Off-topic, yes, but I felt the need to share.

You do realize that is a parody, right?

Ah, no. I grew up listening to arguments like, "Racism, sexism, and ableism. You know what I think of all that? Marxist bullshit, invented to turn people against each other. Divide and conquer."

That was my father, a few weeks ago, expressing his belief that the world (and especially the US, but even more so Europe) is ruled by Marxist who invented racism and sexism. This is someone who went to first grade in southern Georgia, the US, the first year of racial desegregation in schools.

I have heard it argued, and not just by him, that all the things listed are retarded liberal fantasies: That evolution is a way of denying God and thereby justifying hedonism, a lot about how solar panels take more energy to manufacture than they'll produce in their lifetime, and about how a society that tolerates homosexuality cannot survive (and that it can't truly be a marriage if it's between two people of the same sex).

Yes, it's possible to tell parodies from people honestly stating their views if you study the context, but it's not often possible to do so just from the context of what they're saying. I thought the above person was just stating their views succinctly in a way they thought was clever.

solar panels take more energy to manufacture than they'll produce in their lifetime

Do you mean to say that this is false?

It is false for all panels on the market today.

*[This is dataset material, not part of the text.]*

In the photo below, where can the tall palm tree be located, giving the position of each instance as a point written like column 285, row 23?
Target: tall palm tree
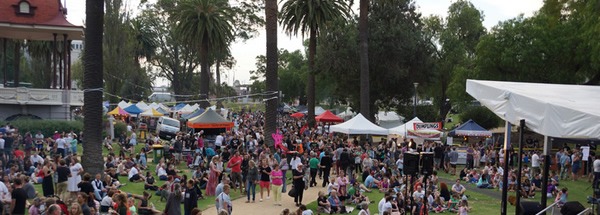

There may in the past have been solar panels that cost a lot more energy to manufacture and produced a lot less energy, but no one would be a panel like that anymore.

Would you be willing to show a reference or back-of-the-envelope calculation for this?

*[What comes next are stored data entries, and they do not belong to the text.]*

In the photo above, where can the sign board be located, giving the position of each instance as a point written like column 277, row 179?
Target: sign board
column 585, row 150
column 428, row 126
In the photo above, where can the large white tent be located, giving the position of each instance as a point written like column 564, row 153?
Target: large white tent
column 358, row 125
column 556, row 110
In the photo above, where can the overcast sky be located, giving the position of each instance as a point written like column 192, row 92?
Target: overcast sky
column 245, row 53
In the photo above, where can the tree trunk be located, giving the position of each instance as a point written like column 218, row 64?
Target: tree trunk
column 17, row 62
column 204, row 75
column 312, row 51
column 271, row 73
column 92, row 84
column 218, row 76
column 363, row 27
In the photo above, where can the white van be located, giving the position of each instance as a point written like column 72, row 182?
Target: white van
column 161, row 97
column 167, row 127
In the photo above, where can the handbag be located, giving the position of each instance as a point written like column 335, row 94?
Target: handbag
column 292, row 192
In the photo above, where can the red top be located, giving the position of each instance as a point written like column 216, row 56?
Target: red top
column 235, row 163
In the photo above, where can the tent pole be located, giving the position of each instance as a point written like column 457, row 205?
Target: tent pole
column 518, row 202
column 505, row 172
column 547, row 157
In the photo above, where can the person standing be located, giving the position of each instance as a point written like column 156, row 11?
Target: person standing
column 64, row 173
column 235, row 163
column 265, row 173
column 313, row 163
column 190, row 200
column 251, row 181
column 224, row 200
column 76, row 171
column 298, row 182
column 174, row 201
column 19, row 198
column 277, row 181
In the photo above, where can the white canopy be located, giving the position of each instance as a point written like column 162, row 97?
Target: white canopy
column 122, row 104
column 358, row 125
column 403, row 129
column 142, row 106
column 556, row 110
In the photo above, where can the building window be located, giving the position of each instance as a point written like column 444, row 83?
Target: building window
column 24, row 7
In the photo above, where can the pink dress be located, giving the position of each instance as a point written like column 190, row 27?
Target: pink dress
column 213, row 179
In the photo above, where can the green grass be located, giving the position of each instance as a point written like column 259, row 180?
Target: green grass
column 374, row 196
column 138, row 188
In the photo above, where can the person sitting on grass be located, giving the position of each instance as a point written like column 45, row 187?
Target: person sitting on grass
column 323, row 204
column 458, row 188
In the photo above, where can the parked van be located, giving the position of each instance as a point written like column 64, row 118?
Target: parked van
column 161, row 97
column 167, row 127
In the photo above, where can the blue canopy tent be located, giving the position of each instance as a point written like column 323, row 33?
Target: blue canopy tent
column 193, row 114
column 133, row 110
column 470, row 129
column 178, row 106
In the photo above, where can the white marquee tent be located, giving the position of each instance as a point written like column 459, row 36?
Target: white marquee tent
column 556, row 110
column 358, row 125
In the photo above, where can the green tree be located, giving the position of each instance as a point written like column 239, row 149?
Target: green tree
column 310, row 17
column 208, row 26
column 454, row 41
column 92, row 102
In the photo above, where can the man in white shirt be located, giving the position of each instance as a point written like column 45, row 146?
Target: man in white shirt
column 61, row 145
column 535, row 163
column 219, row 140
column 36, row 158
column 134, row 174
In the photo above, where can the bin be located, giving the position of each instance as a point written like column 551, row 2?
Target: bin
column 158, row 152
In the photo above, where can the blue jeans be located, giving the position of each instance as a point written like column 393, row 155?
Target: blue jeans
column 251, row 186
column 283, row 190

The last time I checked, the manufacture of large photovoltaic panels was energy-intensive and low-yield (their current price suggests that these problem persist.) They were also rated for a useful life of around two decades.

I do not believe that these problems have been corrected in any panel currently on the market. There is no shortage of vaporware.

Manufacturers hold the details of their processes close to the chest, but you can use their sale price for a back-of-the-envelope upper bound. Searching Google for "photovoltaics", the first price I found was $2.38/W (in one of the ads). Assuming the manufacturer only breaks even, and that entire price was spent on energy used for manufacturing the panels and the materials used to make the panels, then at 5 cents/kWh (which according to http://www.neo.ne.gov/statshtml/115.htm is a good price), making the panel couldn't have used more than 47kWh/W. If that much energy was used, and the solar panel operated at rated capacity for 8 hours/day, then it would take 16 years to produce the energy used to make it. By comparison, the warranty on the same panel guarantees at least 80% capacity for 25 years.

However, this is a very loose upper bound, in that I assumed that the entire purchase price was spent on electricity. This is probably off by an order of magnitude, since the cost of solar cells is dominated by labor, R&D, factory equipment, and profit, not by energy use.

I appreciated this calculation. Although as you show it's unlikely that solar panels represent a net loss in energy, it's still kind of off-putting that, given my local power rate of 5 cents/kWh, I'd have to wait 16 years to make back my money if I buy solar panels to reduce the power I take from the grid. Of course, this results mainly from the government subsidy of residential power, a bizarre policy completely at odds with the same government's exhortations to be "power smart".

I haven't done the necessary investigation to tell whether or not it's false, although I'm inclined to believe that recent technological advances support jimrandomh's position, but that was aside from the point. I was merely saying that I have heard people argue that every one of the points is a fantasy, and solar energy was one of them. I'm not the one who connected it to gay marriage and evolution, so its inclusion among two things I believe I have enough knowledge to say are not fantasies is not meant to imply an endorsement of solar energy.

[-][anonymous]13y 0

It's easy to check: what costs more: a new solar panel, or the amount of electricity it's able to produce? If the panel costs less, then the evergy used to make it costs less as well.